Remember, remember
The Fifth of November,
Gunpowder, treason and plot.
I know of no reason
Why the gunpowder treason
Should ever be forgot.
Guy Fawkes, Guy Fawkes, t’was his intent
To blow up the King and Parli’ment.
Three-score barrels of powder below,
To prove old England’s overthrow;
By God’s providence he was catch’d,
With a dark lantern and burning match.
Holloa boys! Holloa boys! Make the bells ring.
Holloa boys! holloa boys! God save the King!
In 1605 a group of Catholics plotted to blow up the Houses of Parliament in London with King James I inside and take control of the country. They were angry at the king’s treatment of Catholics. The leader of the plot was a man called Robert Catesby, but it is Guy Fawkes, the man charged with blowing up the Houses of Parliament, that we are all familiar with.

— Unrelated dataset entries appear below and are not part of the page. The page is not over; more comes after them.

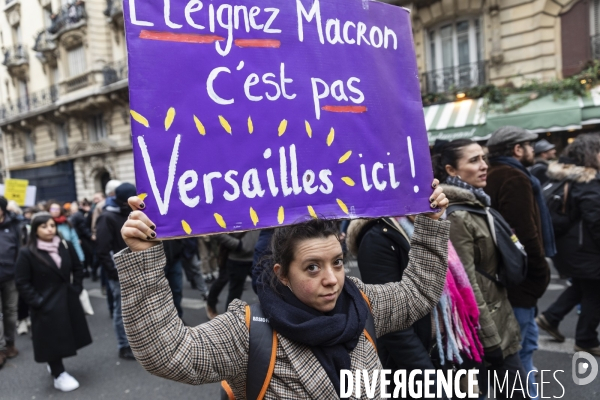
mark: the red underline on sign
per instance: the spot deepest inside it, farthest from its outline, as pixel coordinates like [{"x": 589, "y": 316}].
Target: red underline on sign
[
  {"x": 352, "y": 109},
  {"x": 180, "y": 37},
  {"x": 270, "y": 43}
]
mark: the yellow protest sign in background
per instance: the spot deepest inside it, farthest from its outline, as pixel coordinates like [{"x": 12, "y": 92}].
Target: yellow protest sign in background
[{"x": 16, "y": 189}]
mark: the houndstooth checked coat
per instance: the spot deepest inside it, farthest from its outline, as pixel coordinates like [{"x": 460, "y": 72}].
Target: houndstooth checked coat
[{"x": 218, "y": 350}]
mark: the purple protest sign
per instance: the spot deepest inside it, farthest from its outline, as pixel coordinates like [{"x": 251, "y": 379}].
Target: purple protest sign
[{"x": 253, "y": 114}]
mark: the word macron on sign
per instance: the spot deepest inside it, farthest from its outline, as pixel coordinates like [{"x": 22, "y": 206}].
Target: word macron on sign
[{"x": 247, "y": 116}]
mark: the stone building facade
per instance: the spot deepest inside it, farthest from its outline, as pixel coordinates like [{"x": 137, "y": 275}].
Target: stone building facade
[{"x": 63, "y": 92}]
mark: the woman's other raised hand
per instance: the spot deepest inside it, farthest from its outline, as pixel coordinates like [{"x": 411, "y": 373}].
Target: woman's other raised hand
[
  {"x": 437, "y": 200},
  {"x": 138, "y": 230}
]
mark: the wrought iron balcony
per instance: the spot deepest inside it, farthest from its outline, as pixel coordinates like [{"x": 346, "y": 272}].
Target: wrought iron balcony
[
  {"x": 45, "y": 47},
  {"x": 113, "y": 8},
  {"x": 455, "y": 78},
  {"x": 595, "y": 42},
  {"x": 31, "y": 102},
  {"x": 16, "y": 55},
  {"x": 68, "y": 17},
  {"x": 115, "y": 72}
]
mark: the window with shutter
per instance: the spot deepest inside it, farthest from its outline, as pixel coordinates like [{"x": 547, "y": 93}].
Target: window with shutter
[
  {"x": 97, "y": 128},
  {"x": 454, "y": 58}
]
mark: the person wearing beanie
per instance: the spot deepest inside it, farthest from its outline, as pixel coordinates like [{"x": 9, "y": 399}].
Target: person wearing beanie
[
  {"x": 109, "y": 191},
  {"x": 49, "y": 277},
  {"x": 544, "y": 153},
  {"x": 108, "y": 243},
  {"x": 10, "y": 241},
  {"x": 518, "y": 196}
]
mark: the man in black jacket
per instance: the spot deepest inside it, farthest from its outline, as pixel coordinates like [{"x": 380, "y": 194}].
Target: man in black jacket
[
  {"x": 108, "y": 243},
  {"x": 81, "y": 221},
  {"x": 9, "y": 249}
]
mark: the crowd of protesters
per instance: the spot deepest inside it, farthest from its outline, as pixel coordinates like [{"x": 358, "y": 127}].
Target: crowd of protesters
[{"x": 431, "y": 283}]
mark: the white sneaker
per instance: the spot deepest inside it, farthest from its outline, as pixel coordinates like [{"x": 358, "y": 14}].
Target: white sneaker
[
  {"x": 65, "y": 382},
  {"x": 22, "y": 328}
]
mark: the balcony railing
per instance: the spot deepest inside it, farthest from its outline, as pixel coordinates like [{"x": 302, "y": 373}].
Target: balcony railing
[
  {"x": 68, "y": 16},
  {"x": 43, "y": 43},
  {"x": 455, "y": 78},
  {"x": 15, "y": 55},
  {"x": 28, "y": 103},
  {"x": 115, "y": 72},
  {"x": 595, "y": 42},
  {"x": 77, "y": 83}
]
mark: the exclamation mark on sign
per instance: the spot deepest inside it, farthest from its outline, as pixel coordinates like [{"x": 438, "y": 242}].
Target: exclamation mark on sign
[{"x": 412, "y": 161}]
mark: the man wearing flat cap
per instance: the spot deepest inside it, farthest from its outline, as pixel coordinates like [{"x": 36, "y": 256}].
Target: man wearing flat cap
[
  {"x": 544, "y": 153},
  {"x": 517, "y": 195}
]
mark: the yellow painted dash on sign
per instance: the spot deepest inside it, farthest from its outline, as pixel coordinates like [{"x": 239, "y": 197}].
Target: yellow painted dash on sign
[
  {"x": 330, "y": 137},
  {"x": 220, "y": 220},
  {"x": 169, "y": 118},
  {"x": 253, "y": 216},
  {"x": 342, "y": 206},
  {"x": 345, "y": 157},
  {"x": 199, "y": 126},
  {"x": 139, "y": 118},
  {"x": 186, "y": 227},
  {"x": 308, "y": 128},
  {"x": 348, "y": 181},
  {"x": 282, "y": 127},
  {"x": 225, "y": 124},
  {"x": 250, "y": 125}
]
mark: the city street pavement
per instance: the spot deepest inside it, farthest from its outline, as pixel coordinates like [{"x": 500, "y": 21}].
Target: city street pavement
[{"x": 103, "y": 375}]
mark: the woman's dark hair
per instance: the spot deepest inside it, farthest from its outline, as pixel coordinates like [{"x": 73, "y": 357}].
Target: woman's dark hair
[
  {"x": 584, "y": 150},
  {"x": 447, "y": 154},
  {"x": 285, "y": 241},
  {"x": 32, "y": 240}
]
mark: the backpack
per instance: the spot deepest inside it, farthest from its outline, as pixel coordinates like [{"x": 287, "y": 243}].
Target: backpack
[
  {"x": 263, "y": 349},
  {"x": 512, "y": 268},
  {"x": 556, "y": 195}
]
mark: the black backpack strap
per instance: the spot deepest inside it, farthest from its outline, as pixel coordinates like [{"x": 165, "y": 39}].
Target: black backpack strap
[
  {"x": 261, "y": 357},
  {"x": 370, "y": 325}
]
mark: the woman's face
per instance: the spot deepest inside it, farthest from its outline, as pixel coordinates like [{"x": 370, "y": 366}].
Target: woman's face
[
  {"x": 55, "y": 210},
  {"x": 47, "y": 231},
  {"x": 471, "y": 166},
  {"x": 316, "y": 275}
]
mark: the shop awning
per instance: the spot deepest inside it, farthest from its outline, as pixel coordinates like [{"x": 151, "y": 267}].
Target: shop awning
[
  {"x": 544, "y": 114},
  {"x": 467, "y": 118},
  {"x": 590, "y": 107},
  {"x": 460, "y": 119}
]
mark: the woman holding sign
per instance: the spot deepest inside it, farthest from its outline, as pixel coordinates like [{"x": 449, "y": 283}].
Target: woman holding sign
[{"x": 321, "y": 319}]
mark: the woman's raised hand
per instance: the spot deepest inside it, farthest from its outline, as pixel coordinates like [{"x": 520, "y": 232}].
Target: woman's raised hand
[
  {"x": 437, "y": 200},
  {"x": 138, "y": 230}
]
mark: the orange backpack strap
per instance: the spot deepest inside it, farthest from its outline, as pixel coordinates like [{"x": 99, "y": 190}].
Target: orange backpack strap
[
  {"x": 370, "y": 333},
  {"x": 226, "y": 392}
]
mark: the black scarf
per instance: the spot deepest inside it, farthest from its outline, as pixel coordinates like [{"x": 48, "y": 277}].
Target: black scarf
[
  {"x": 331, "y": 336},
  {"x": 546, "y": 219}
]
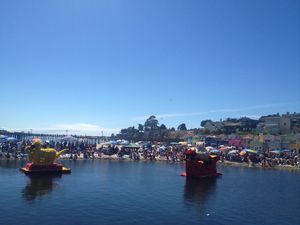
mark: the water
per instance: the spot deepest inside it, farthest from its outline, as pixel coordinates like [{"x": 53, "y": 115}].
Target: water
[{"x": 111, "y": 192}]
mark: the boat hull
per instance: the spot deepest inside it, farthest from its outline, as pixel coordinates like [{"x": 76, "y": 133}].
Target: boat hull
[{"x": 45, "y": 169}]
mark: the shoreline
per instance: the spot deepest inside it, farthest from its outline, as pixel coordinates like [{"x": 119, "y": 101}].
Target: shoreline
[{"x": 219, "y": 163}]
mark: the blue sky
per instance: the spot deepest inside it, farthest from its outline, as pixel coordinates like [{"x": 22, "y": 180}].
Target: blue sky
[{"x": 92, "y": 66}]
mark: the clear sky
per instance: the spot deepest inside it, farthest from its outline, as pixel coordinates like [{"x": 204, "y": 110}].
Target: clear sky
[{"x": 92, "y": 66}]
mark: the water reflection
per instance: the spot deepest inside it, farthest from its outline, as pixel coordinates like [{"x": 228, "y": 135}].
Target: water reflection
[
  {"x": 39, "y": 186},
  {"x": 198, "y": 191}
]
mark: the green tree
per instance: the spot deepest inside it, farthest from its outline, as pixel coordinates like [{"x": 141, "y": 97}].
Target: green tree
[
  {"x": 140, "y": 127},
  {"x": 182, "y": 127}
]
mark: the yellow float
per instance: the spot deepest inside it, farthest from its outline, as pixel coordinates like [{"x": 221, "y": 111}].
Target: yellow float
[{"x": 42, "y": 160}]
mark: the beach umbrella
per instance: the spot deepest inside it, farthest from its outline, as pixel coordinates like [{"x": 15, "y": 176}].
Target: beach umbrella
[
  {"x": 250, "y": 151},
  {"x": 233, "y": 152},
  {"x": 69, "y": 138},
  {"x": 243, "y": 153},
  {"x": 215, "y": 151}
]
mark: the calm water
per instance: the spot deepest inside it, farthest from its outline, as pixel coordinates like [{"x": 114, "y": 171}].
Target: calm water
[{"x": 110, "y": 192}]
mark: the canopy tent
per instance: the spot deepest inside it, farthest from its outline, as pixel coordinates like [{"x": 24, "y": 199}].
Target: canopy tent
[
  {"x": 132, "y": 145},
  {"x": 233, "y": 152},
  {"x": 10, "y": 139},
  {"x": 174, "y": 143},
  {"x": 69, "y": 138},
  {"x": 250, "y": 151},
  {"x": 215, "y": 151},
  {"x": 279, "y": 151}
]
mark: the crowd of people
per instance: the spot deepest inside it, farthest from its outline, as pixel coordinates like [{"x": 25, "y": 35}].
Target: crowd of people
[{"x": 152, "y": 151}]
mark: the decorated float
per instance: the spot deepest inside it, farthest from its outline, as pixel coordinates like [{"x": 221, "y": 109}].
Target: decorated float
[
  {"x": 42, "y": 160},
  {"x": 200, "y": 165}
]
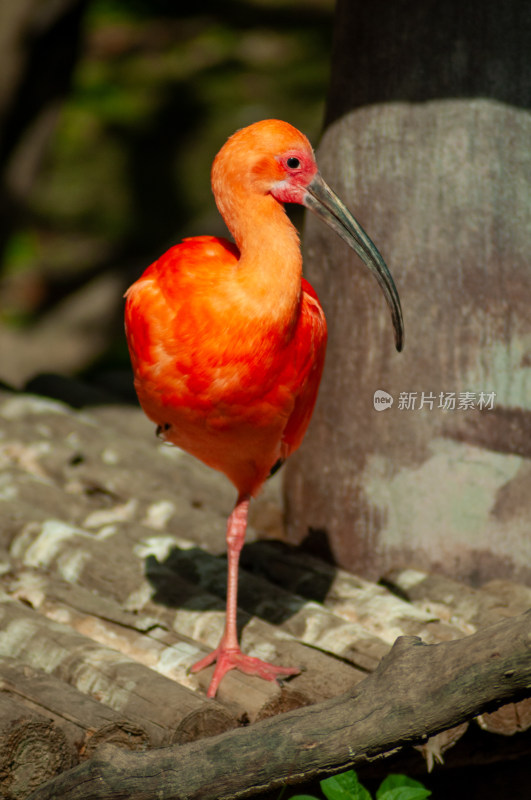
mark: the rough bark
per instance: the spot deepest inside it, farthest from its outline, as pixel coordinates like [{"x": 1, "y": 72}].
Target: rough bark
[
  {"x": 427, "y": 142},
  {"x": 85, "y": 722},
  {"x": 453, "y": 682},
  {"x": 32, "y": 749},
  {"x": 167, "y": 711}
]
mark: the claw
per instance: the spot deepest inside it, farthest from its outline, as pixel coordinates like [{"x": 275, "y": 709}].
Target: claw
[{"x": 233, "y": 658}]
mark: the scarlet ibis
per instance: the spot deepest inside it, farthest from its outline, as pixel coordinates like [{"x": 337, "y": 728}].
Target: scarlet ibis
[{"x": 227, "y": 341}]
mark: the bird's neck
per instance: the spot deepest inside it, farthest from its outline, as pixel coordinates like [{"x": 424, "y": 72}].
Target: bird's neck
[{"x": 270, "y": 266}]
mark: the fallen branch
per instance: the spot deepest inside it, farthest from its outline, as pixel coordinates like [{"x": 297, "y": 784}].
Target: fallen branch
[{"x": 416, "y": 691}]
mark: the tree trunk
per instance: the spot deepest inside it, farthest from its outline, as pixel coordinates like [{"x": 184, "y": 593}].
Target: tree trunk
[{"x": 428, "y": 143}]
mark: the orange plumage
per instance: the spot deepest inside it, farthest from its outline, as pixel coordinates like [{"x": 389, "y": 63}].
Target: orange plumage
[
  {"x": 228, "y": 387},
  {"x": 227, "y": 341}
]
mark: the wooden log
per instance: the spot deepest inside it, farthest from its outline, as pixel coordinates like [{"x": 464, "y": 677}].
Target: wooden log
[
  {"x": 85, "y": 722},
  {"x": 422, "y": 105},
  {"x": 349, "y": 596},
  {"x": 468, "y": 607},
  {"x": 131, "y": 575},
  {"x": 152, "y": 642},
  {"x": 167, "y": 711},
  {"x": 454, "y": 681},
  {"x": 32, "y": 749},
  {"x": 309, "y": 622}
]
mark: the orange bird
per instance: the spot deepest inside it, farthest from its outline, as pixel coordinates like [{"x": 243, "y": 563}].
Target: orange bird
[{"x": 227, "y": 341}]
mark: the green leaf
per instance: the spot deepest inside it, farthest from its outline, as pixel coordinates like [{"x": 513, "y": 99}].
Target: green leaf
[
  {"x": 344, "y": 787},
  {"x": 303, "y": 797},
  {"x": 396, "y": 781}
]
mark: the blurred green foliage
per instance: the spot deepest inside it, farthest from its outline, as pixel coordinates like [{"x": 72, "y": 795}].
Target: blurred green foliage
[{"x": 158, "y": 88}]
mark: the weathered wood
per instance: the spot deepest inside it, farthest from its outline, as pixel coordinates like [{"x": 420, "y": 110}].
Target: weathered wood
[
  {"x": 167, "y": 711},
  {"x": 32, "y": 749},
  {"x": 114, "y": 566},
  {"x": 453, "y": 682},
  {"x": 150, "y": 641},
  {"x": 307, "y": 621},
  {"x": 85, "y": 722},
  {"x": 427, "y": 142},
  {"x": 378, "y": 610},
  {"x": 468, "y": 607}
]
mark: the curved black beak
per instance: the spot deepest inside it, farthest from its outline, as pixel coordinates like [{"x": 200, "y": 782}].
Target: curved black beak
[{"x": 320, "y": 199}]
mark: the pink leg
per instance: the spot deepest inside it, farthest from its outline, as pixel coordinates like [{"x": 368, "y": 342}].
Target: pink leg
[{"x": 227, "y": 654}]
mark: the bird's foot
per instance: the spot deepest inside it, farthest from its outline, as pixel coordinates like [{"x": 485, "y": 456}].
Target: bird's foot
[{"x": 228, "y": 658}]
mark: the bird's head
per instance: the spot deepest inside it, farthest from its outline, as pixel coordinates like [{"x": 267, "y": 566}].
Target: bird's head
[{"x": 272, "y": 158}]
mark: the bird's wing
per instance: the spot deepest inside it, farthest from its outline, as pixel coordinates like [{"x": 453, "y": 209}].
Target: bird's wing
[{"x": 308, "y": 362}]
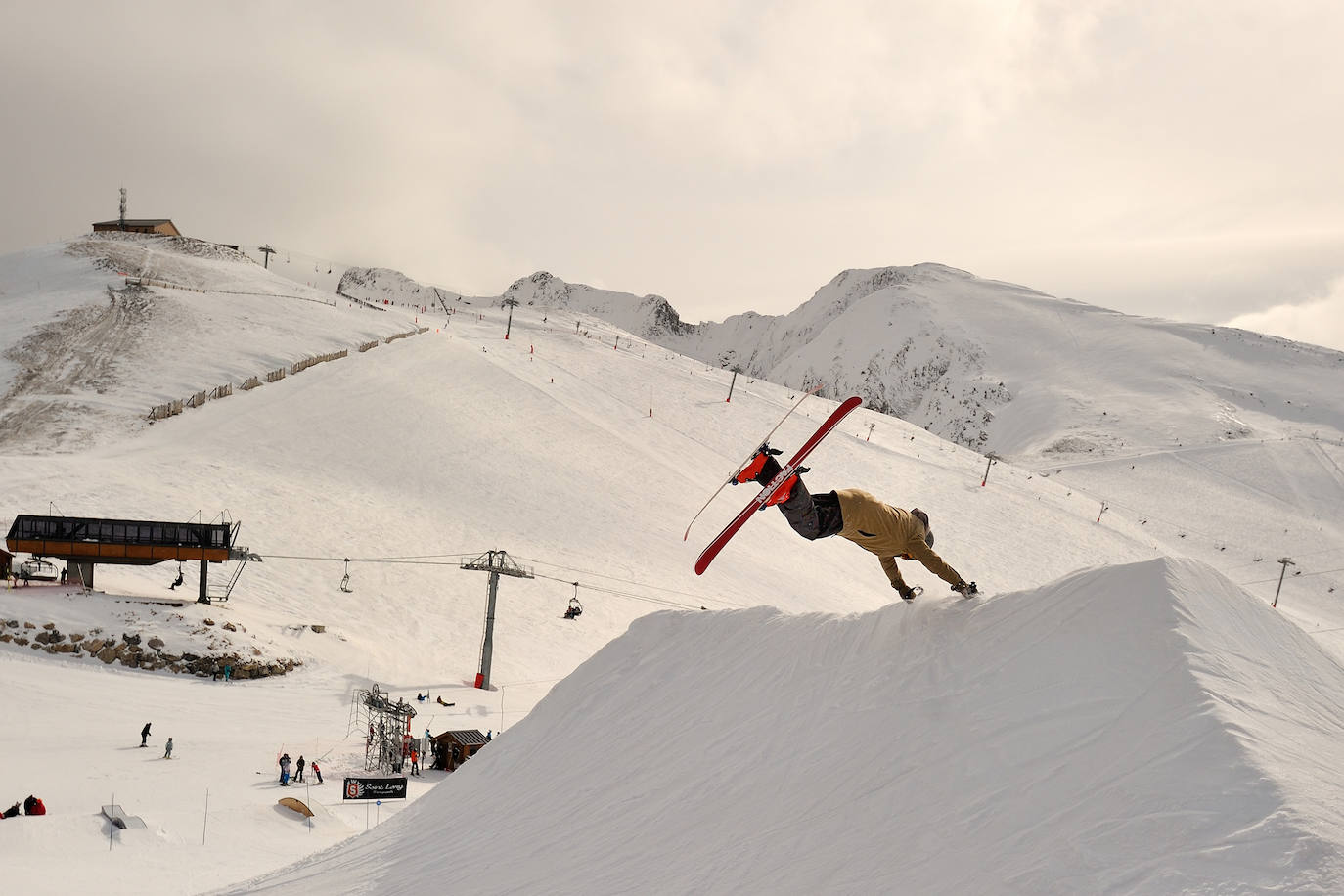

The plotters put 36 barrels of gunpowder in a cellar underneath the Houses of Parliament. But before the gunpowder was detonated, one of the plotters wrote to a friend in Parliament to warn him about the plot. The letter reached the king. The king’s men searched the cellars, where they found Guy Fawkes with the barrels of gunpowder. Fawkes was arrested and tortured until he confessed the names of the other plotters.
Robert Catesby and several others were captured, found guilty and sentenced to death. Their heads were put on spikes for all to see that the plot had failed and as a warning to any other potential dissenters. Soon afterwards, bonfires and fireworks became a tradition on 5 November and this still happens today.
Throughout history individuals have been persecuted and killed because of their faith: Catholics such as Sir Thomas More and Bishop John Fisher and Protestants such as Thomas Cranmer and William Tyndale. These killings were often great public spectacles. People flocked to see them. Some watched for entertainment, others out of religious zeal.
The origins of Bonfire Night might feel far away from the society we now live in, where democracy and religious freedom seems the norm. However, in some areas of the United Kingdom and Ireland religious tensions still exist, including between Protestant and Catholic groups.
The Bible story from beginning to end is also one of religious tension – Jews versus Gentiles. Jesus spent his ministry wanting to bring freedom from the shackles of organised religion based on following rules alone.
In John 8:36 Jesus said: ‘
So if the Son sets you free, you will be free indeed.’
The freedom Jesus brings is not a freedom to do just what we want, but rather a liberation to walk in relationship with God and be the kind of person he created us to be. Maybe as we ‘remember, remember, the fifth of November’ we must also remember to live in the incredible freedom Jesus offers us.